Relationship Between Axillary Metastasis and Tumoral Response and Biomarkers in Breast Cancer Patients Who Received Neoadjuvant Chemotherapy
Research Article
DOI:
https://doi.org/10.5281/zenodo.14262026Keywords:
Breast Cancer, Neoadjuvant Chemotherapy, Tumor Subtype, Tumor Biology, Pathological ResponseAbstract
Introduction: The molecular subtype of the disease is related to the patient's clinical course, response to chemotherapy, and pathological response rates.
Objective: The molecular subtype of the disease is related to the patient's clinical course, response to chemotherapy, and pathological response rates. This research aimed to elucidate the relationship between neoadjuvant chemotherapy and treatment response in breast cancer patients who received neoadjuvant therapy and were evaluated with axillary lymph nodes after surgery.

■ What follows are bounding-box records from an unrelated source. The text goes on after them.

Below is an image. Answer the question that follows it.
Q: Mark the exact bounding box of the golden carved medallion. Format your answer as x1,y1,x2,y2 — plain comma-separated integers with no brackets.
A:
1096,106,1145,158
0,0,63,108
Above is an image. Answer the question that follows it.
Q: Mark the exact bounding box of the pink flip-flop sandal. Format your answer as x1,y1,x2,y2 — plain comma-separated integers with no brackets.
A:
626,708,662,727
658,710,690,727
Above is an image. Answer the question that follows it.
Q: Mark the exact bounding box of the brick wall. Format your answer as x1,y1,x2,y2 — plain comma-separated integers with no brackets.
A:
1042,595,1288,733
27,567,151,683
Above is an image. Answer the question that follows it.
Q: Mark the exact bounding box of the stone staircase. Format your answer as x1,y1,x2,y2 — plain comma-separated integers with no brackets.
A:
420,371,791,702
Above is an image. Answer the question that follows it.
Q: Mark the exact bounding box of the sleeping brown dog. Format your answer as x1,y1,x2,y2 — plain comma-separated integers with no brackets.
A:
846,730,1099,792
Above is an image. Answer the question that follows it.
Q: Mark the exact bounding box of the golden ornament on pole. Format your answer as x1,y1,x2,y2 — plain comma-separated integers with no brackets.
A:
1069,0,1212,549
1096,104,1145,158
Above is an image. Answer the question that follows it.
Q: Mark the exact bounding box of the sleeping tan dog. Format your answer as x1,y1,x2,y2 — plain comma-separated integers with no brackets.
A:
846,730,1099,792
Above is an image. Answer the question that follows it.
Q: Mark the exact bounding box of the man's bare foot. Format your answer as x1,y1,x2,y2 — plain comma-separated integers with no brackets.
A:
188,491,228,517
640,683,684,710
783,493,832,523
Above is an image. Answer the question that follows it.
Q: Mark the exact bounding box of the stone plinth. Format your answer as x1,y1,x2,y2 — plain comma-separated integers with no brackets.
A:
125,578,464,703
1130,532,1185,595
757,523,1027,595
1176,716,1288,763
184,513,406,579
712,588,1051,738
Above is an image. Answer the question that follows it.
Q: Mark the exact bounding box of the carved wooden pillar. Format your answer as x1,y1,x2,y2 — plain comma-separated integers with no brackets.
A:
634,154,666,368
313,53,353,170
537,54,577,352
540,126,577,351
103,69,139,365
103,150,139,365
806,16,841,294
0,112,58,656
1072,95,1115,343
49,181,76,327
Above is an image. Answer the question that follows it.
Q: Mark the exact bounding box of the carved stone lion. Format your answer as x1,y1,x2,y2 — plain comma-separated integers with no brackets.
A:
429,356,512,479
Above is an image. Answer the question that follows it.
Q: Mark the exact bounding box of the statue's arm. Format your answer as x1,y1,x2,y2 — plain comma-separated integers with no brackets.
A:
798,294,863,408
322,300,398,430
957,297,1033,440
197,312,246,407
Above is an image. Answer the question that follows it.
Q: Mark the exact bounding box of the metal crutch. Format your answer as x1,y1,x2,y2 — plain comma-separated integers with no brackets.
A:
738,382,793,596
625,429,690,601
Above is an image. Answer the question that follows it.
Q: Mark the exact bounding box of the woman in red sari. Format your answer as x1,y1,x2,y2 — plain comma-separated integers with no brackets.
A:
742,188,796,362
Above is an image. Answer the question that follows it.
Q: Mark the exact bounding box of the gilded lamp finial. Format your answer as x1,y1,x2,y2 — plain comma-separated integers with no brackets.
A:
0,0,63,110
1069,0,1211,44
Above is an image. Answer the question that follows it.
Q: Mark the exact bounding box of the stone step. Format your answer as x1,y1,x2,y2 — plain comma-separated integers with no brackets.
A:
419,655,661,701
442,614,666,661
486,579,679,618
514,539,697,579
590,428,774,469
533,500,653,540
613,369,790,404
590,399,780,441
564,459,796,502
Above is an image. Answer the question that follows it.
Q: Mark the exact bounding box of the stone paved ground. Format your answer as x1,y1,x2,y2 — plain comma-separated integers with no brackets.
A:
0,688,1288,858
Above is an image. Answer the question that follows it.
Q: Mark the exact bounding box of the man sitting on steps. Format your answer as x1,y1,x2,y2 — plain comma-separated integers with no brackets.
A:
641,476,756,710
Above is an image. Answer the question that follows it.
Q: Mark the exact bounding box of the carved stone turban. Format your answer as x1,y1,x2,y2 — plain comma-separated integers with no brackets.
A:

Method: This retrospective analysis investigated the relationship between axillary metastasis status, tumoral and pathological complete response status, and molecular subtypes in 103 patients who received neoadjuvant chemotherapy for breast cancer and whose axillary lymph nodes were evaluated. Patients' age, menopause status, type of surgery, tumor side, axillary involvement, nodal involvement, T staging, histopathological type and subtypes, tumor receptors, perineural invasion, lymphovascular invasion, and tumor necrosis data were obtained from hospital records.
Results: A total of 103 female patients were included in the study. Histopathologically, the most common subtype was invasive ductal carcinoma (89.3%), and hormone receptor status was determined as ER-positive (73.8%) and PR positive (63.1%). Molecular subtypes were defined as Luminal B (36.9%) and Luminal A (34%), and the most common tumor grade was grade 2 (57.3%). The most common surgical method after neoadjuvant chemotherapy was radical mastectomy (97.1%). Among the cancer subgroups evaluated after neoadjuvant therapy, the most frequent subgroups with tumoral complete response were HER2 positive (47.4%), and triple-negative (45.5%) groups, the most frequent groups showing nodal complete response were HER2 positive (47.4%) and triple negative (63.6%) groups. The most frequent subgroups showing pathological complete response were HER2 positive (21.1%) and triple negative (36.4%) groups.
Conclusion: Breast cancer genetic subgroups are associated with treatment responses following neoadjuvant chemotherapy. Among breast cancer subgroups, the subgroups that provide the best tumoral, nodal, and pathological complete response to neoadjuvant chemotherapy are HER2-positive breast cancers and triple-negative breast cancer types.